VEGF165 effective molecular weight (MW_VEGF165 ~= 40,000 g/mol). Back-calculated from the paper’s BM0 dual-unit reporting (0.0053 nM == 212 ng/L; MW = 212 / 0.0053 / 1 = 40 kDa under the paper’s stated 1:1 binding assumption). Documented as a model assumption.
1:1 stoichiometric drug-target binding. Paper Results page 798: “assuming a 1:1 molecular interaction”. The packaged QSS model uses 1:1 binding consistent with the paper.
Bevacizumab observation = total drug (free + complex). Paper Methods explicitly reports “total (free and bound to one molecule of VEGF165) bevacizumab” via ELISA (page 793). Implemented as Cc = (free + complex) drug.
k_int = CL / V1. Per Results page 798: “the elimination clearance of the bevacizumab-VEGF165 complex… was therefore set equal to the CL of the free bevacizumab (CL_RC = CL).” Implemented as kint = CL / V1 in the concentration-rate form of Eq 6.

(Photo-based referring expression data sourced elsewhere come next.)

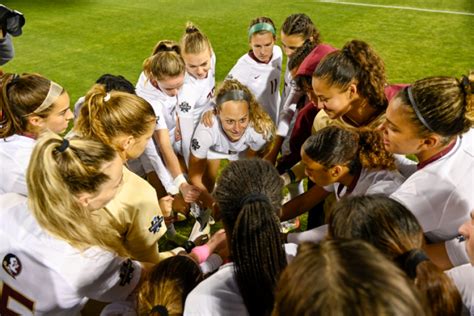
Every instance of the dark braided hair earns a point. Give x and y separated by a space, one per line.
249 195
301 24
358 62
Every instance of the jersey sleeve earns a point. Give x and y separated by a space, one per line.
202 140
101 275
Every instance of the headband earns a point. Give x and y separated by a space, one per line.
417 110
65 144
263 26
232 95
54 92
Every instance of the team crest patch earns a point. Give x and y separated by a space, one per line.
195 144
126 272
156 224
12 265
184 107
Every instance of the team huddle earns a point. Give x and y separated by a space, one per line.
384 171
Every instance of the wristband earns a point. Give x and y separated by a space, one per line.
179 180
202 252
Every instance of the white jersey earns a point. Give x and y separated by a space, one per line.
463 278
163 105
43 275
214 139
193 99
262 79
370 182
440 195
15 153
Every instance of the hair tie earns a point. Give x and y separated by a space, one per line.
160 309
417 110
232 95
254 197
261 27
64 145
409 260
466 85
107 97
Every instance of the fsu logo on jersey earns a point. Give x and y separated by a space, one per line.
195 144
184 107
156 224
12 265
126 272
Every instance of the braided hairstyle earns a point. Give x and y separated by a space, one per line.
356 61
252 225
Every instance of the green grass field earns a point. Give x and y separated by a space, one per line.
73 42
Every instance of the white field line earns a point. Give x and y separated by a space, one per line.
395 7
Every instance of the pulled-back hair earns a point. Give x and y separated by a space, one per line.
193 41
259 119
300 24
345 277
262 19
21 96
394 230
334 145
118 83
300 54
168 285
166 61
55 176
118 114
252 224
445 103
358 62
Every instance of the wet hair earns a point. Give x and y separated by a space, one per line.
105 116
335 145
21 96
259 119
345 277
300 24
395 231
193 41
262 19
168 285
117 83
356 62
446 105
60 169
166 61
253 228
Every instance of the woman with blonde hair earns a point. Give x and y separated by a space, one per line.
55 252
239 127
160 83
29 105
126 122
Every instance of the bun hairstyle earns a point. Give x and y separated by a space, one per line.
194 41
107 115
165 62
441 105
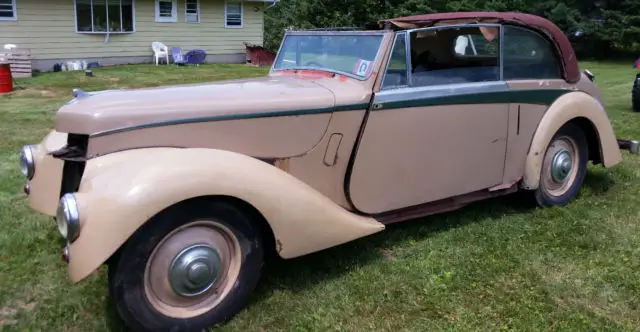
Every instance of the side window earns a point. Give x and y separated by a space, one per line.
396 74
455 55
528 55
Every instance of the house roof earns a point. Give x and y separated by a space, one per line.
571 71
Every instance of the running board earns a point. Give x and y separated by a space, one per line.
629 145
444 205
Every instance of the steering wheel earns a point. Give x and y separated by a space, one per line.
314 64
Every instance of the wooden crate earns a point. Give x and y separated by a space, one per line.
20 61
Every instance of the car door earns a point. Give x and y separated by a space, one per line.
435 133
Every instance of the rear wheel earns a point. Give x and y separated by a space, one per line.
563 167
635 94
191 267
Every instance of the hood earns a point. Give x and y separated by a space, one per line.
104 111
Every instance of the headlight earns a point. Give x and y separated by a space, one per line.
68 217
27 165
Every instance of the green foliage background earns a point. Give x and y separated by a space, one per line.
606 28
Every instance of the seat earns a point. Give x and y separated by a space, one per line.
160 50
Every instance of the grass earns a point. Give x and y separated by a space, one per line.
495 265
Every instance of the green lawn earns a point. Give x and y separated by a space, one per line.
498 264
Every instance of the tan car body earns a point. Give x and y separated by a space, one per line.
284 144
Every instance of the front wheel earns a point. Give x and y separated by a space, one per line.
191 267
563 168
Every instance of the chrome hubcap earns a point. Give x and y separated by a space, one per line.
561 166
195 269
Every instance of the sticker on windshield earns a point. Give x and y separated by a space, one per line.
362 67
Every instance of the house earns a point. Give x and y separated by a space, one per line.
121 31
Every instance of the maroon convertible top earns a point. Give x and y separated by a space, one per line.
571 71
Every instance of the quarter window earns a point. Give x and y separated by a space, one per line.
104 16
8 10
166 11
396 74
528 55
192 11
233 14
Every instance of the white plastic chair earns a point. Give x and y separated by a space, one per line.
160 50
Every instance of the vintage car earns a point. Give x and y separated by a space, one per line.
181 190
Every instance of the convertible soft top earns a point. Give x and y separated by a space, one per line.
571 71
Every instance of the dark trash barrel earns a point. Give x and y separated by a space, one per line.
258 55
6 80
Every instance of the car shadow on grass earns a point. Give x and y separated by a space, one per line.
301 273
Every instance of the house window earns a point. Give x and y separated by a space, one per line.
233 14
166 11
192 11
102 16
8 10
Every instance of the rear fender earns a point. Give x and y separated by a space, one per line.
571 106
121 191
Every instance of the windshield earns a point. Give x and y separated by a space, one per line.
351 55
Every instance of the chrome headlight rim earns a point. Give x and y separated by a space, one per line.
68 217
27 163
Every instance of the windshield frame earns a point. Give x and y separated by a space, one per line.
375 62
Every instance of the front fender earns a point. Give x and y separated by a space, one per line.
566 108
121 191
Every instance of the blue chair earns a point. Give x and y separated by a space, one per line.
195 57
178 58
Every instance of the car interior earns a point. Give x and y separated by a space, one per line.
469 55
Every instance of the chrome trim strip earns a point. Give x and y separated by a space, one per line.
436 91
453 26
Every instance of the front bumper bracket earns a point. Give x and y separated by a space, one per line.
629 145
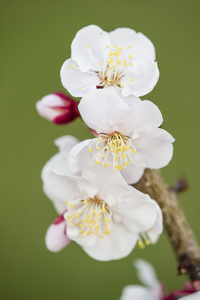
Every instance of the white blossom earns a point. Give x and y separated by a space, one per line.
103 214
122 58
128 137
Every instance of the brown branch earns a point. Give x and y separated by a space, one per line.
181 236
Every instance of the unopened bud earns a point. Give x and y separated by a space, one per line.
58 108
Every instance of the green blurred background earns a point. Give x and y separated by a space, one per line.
35 40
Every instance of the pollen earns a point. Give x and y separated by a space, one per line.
111 74
94 211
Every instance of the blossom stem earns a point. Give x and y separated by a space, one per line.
180 235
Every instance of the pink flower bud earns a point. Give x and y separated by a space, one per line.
58 108
56 238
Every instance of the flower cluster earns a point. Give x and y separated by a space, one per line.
89 182
153 289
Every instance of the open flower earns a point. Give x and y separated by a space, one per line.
103 214
58 108
122 58
128 137
153 289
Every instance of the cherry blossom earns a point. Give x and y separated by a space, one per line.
128 136
106 217
122 58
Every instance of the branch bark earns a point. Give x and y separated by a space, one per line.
181 236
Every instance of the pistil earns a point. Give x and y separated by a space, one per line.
90 215
115 147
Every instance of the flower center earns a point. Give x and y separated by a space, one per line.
114 69
116 147
90 216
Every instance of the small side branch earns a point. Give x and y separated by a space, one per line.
181 236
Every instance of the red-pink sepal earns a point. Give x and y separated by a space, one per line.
56 238
58 108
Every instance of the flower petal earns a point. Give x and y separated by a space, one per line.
66 142
132 174
141 79
89 47
117 245
141 46
67 188
56 238
76 82
108 109
114 189
154 148
80 156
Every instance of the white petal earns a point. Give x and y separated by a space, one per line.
136 292
80 156
145 74
56 238
76 82
154 148
60 161
114 189
46 104
195 296
146 273
132 174
117 245
108 110
141 46
74 235
67 188
66 142
89 47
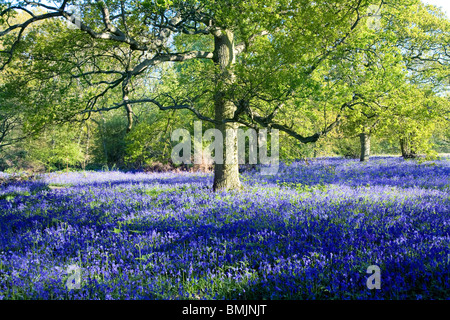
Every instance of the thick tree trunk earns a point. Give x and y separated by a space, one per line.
364 139
226 174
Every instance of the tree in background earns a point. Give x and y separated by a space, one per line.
258 64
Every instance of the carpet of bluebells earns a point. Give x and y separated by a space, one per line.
308 232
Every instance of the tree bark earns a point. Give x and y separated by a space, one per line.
406 148
226 174
364 139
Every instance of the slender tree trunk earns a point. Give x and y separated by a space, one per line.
128 108
364 139
407 150
226 174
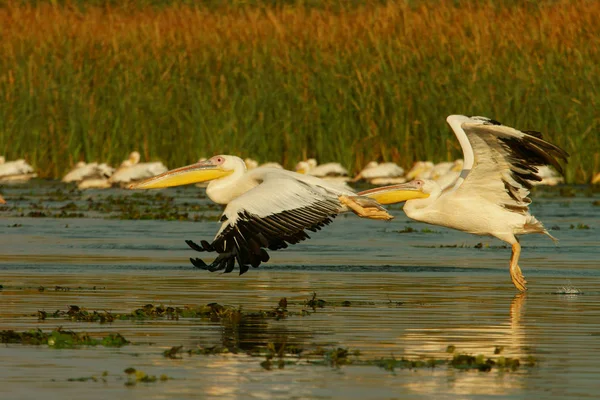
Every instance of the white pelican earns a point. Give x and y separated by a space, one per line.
381 173
448 178
549 176
330 171
15 171
83 171
420 170
267 208
490 196
131 170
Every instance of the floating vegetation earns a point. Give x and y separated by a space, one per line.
61 339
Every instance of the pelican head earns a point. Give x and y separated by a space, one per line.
417 189
214 168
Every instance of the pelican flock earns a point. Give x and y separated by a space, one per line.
269 208
490 195
266 208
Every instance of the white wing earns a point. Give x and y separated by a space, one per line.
501 163
270 216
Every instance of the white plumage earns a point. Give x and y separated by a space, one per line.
266 208
490 195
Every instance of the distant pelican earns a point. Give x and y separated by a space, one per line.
84 171
549 177
381 173
15 171
132 170
490 196
420 170
329 171
267 208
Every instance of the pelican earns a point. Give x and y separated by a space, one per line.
490 196
420 170
381 174
267 208
331 171
131 170
15 171
549 176
84 171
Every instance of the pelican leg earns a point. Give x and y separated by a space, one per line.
365 207
515 271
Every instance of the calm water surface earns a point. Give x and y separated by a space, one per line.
409 297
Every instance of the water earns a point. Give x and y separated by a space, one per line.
408 297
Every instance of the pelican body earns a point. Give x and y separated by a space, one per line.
15 171
381 173
266 208
490 195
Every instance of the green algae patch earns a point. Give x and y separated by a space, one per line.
60 339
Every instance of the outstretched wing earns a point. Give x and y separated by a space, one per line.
505 161
270 216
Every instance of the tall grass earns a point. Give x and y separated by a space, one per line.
282 82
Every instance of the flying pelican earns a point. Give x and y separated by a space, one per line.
15 171
381 173
549 176
490 196
267 208
131 170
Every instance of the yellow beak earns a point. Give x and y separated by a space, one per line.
395 193
201 172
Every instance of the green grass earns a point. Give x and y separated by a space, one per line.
285 82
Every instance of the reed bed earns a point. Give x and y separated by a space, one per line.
278 81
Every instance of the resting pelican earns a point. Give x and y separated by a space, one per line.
267 208
131 170
381 173
83 171
490 196
15 171
549 176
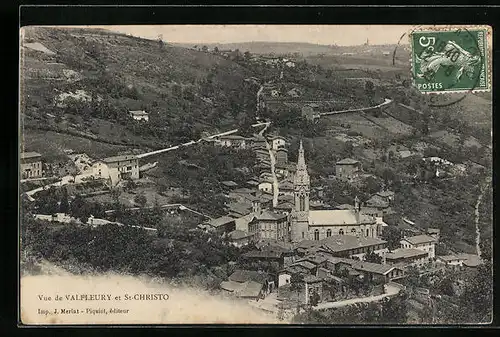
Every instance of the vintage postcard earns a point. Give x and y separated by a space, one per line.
263 174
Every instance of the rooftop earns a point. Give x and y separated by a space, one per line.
340 243
338 217
419 239
220 221
370 267
270 216
377 201
229 183
238 234
385 194
403 253
138 112
120 158
347 161
243 275
28 155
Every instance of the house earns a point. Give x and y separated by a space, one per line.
421 242
294 93
269 225
239 209
229 184
234 141
386 195
221 225
286 188
434 233
405 257
451 260
102 170
240 238
31 165
139 115
266 187
281 155
343 246
271 253
277 142
127 166
347 169
248 284
381 204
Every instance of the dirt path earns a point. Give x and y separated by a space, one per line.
391 291
476 212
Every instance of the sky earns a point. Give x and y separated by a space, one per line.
343 35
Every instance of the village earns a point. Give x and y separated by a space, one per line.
318 197
325 256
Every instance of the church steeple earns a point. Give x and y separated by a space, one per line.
301 162
300 213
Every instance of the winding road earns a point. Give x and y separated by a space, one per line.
476 212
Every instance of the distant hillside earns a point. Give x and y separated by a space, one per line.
305 49
77 80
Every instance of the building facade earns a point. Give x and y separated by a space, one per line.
421 242
127 165
31 165
347 169
307 224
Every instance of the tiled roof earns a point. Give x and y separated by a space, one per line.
264 254
270 216
119 158
470 260
370 267
405 253
243 275
220 221
338 218
340 243
419 239
377 201
238 234
347 161
385 194
305 264
229 183
449 258
28 155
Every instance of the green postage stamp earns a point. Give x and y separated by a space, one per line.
445 59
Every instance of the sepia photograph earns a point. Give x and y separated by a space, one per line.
255 174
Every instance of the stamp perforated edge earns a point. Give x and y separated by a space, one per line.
488 54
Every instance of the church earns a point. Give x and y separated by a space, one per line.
306 224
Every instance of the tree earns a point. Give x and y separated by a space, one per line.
392 235
140 199
373 257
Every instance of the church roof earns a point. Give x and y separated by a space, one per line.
347 161
338 217
340 243
268 215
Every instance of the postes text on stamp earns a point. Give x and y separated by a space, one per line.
450 60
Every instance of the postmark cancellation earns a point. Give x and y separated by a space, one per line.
451 59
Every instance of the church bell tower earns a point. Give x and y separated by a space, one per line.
300 213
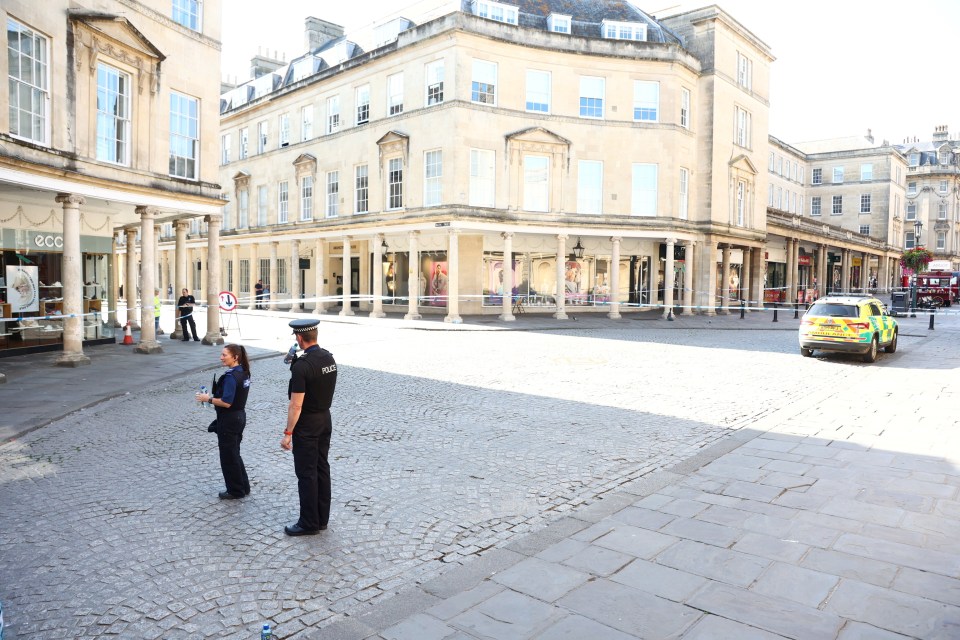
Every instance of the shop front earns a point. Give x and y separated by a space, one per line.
31 290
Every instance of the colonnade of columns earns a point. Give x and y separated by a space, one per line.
885 269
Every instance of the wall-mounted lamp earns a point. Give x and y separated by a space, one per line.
578 250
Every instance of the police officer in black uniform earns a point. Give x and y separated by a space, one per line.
229 397
313 379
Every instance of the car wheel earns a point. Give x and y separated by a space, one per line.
892 347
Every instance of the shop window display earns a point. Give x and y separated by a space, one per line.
586 280
31 298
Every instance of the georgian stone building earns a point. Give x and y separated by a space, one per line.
933 195
496 156
112 124
835 218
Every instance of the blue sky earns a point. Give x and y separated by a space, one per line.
842 66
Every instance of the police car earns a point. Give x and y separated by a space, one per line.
848 324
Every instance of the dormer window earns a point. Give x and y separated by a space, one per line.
558 23
624 30
496 11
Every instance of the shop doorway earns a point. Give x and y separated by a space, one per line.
351 280
639 280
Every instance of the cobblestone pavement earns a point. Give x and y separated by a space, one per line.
446 445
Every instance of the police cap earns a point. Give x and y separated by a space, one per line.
303 325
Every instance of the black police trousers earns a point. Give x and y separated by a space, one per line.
229 436
311 444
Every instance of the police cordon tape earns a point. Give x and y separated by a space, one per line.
733 307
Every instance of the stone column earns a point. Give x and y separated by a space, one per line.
294 276
205 260
453 278
164 273
756 260
864 271
376 250
746 276
725 285
884 279
668 280
130 287
845 271
614 312
709 271
561 291
235 264
791 283
113 280
345 309
148 269
179 272
821 270
72 290
270 302
254 275
506 298
688 266
213 336
320 275
158 260
413 279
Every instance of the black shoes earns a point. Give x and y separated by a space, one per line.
296 530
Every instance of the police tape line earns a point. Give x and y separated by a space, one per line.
524 303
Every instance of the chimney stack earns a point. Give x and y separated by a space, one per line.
262 64
317 33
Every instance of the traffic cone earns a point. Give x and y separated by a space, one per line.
127 334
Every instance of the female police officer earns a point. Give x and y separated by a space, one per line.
229 398
313 379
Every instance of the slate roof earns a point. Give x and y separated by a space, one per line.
586 19
587 15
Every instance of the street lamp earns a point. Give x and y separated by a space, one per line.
917 229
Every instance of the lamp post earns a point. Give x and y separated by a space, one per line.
917 229
578 250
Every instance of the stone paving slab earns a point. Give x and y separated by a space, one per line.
450 481
851 546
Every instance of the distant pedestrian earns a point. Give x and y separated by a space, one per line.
229 398
258 294
185 305
156 311
313 380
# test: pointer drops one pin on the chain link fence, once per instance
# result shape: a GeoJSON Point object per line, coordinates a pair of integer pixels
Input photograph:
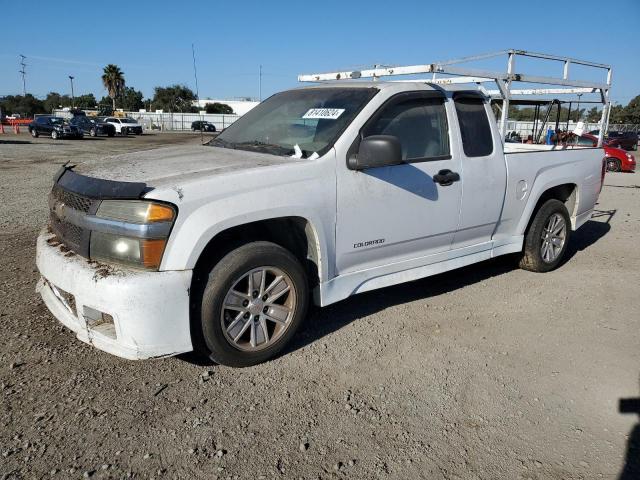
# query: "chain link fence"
{"type": "Point", "coordinates": [170, 121]}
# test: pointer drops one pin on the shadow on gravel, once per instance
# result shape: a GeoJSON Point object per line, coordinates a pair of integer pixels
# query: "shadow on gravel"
{"type": "Point", "coordinates": [631, 468]}
{"type": "Point", "coordinates": [324, 321]}
{"type": "Point", "coordinates": [15, 142]}
{"type": "Point", "coordinates": [589, 233]}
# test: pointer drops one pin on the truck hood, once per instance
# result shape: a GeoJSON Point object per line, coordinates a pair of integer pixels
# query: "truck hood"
{"type": "Point", "coordinates": [170, 166]}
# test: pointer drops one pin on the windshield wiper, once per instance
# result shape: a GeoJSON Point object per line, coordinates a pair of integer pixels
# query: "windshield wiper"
{"type": "Point", "coordinates": [259, 145]}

Allometric exponents fixed. Paper Methods Eq 3: “in case of body weight, [the exponent] was either estimated or fixed to a certain value (0.75 for clearance and 1 for volume parameters)”. Table 3 reports no exponent estimates with uncertainty; the final TMDD model uses the canonical fixed exponents (Discussion page 800 confirms WT was the only retained covariate).
No SNP covariates retained. Three VEGF-A polymorphisms (rs699947, rs1570360, rs2010963) were tested. Forward-inclusion drops in OFV did not survive randomization-test correction (Results page 798 and Discussion page 800-801). The packaged model omits SNP terms.
Race / ethnicity not reported. The cohort was Greek; population metadata records race as not formally tabulated.
Residual error: log-additive == proportional. Paper Methods page 796: “Modeling was performed on log-transformed data … an additive error model on log-transformed data”. Translated to proportional residual on linear-scale concentrations per the standard nlmixr2lib convention.
No errata identified (literature search May 2026).